In two 9-0 rulings in recent days, the court struck down a Massachusetts law that regulated anti-abortion protesters and then it reeled in presidential appointment powers relating to recess appointments made when the Senate is not in session.

That means both of President Obama’s high court picks — Justices Elena Kagan and Sonia Sotomayor — voted against the wishes of the man who nominated them to their dream job in the first place.

We hear yammering — mostly from the right wing of the political spectrum — that “unelected judges” wield too much power. This carping comes usually when the court rules against a cause or principle near and dear to conservatives’ hearts.

Indeed, the court has comprised many Republican appointees who’ve gone against the wishes of their presidential benefactors: Dwight Eisenhower picked Earl Warren to be chief justice and all Warren did was launch the Supreme Court on a whole range of landmark liberal court rulings, starting with the 1954 school desegregation ruling known as Brown v. the Board of Education.

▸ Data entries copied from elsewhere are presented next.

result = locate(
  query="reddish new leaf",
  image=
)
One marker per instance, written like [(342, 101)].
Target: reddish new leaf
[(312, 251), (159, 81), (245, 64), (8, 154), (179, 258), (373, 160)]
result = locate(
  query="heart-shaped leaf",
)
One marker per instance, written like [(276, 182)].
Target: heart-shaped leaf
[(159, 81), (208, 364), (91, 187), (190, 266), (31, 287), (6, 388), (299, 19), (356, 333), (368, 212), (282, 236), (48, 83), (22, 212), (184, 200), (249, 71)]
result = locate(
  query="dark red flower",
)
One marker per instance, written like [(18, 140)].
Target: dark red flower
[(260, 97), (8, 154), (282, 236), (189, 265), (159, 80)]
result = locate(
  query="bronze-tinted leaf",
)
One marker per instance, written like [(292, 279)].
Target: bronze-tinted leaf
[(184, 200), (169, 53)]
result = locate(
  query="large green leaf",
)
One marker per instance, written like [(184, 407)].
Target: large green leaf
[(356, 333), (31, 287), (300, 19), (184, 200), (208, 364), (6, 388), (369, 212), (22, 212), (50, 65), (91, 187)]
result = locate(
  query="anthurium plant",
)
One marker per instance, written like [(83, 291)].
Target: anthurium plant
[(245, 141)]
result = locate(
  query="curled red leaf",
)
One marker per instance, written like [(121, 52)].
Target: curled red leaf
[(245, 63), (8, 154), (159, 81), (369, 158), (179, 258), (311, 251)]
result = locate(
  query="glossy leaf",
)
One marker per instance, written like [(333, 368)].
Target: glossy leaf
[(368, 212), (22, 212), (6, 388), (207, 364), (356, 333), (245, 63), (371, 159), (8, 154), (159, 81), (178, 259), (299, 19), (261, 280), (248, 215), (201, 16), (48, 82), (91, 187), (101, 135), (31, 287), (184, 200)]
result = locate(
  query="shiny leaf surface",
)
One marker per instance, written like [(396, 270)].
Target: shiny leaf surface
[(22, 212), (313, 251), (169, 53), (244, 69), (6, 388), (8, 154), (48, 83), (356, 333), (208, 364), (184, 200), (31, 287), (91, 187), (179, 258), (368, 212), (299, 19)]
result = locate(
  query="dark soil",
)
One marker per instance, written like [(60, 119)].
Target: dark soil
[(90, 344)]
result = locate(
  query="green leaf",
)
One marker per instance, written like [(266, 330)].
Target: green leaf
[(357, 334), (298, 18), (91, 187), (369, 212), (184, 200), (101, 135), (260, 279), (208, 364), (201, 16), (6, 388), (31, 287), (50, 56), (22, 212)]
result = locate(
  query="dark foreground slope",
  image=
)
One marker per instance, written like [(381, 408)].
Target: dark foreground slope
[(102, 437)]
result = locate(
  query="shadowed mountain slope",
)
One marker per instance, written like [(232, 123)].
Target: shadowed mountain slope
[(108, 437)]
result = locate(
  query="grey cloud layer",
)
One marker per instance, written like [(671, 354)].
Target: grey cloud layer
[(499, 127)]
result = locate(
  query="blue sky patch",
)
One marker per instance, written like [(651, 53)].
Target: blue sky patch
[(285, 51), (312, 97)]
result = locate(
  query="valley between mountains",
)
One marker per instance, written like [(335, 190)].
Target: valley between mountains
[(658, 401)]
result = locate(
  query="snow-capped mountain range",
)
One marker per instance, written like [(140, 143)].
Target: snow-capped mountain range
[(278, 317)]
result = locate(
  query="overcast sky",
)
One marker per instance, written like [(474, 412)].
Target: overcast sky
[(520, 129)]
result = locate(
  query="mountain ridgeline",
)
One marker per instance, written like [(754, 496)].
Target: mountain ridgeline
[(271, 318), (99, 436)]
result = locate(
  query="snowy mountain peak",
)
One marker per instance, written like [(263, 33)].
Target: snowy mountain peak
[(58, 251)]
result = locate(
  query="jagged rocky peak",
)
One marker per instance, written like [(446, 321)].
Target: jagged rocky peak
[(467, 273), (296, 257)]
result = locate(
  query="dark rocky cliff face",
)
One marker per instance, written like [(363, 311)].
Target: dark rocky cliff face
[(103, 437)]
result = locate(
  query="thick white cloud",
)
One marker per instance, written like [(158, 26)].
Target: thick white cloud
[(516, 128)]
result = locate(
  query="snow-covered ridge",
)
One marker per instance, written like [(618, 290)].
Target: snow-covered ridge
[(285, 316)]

Harry Blackmum (picked by Richard Nixon) wrote the Roe v. Wade abortion decision; John Paul Stevens (Gerald Ford) became a staunch liberal court member; Byron White (John Kennedy) voted “no” on Roe v. Wade; John Roberts (George W. Bush) voted with the majority to uphold the Affordable Care Act.

Now two of the court’s liberal justices — Kagan and Sotomayor — have joined their fellow liberals and conservatives on the court to stick it in President Obama’s eye on a couple of key issues.

So, let’s stop the griping about the federal court system. The founders set up an independent branch of government for a reason, which was to prevent its politicization when trying to interpret the U.S. Constitution.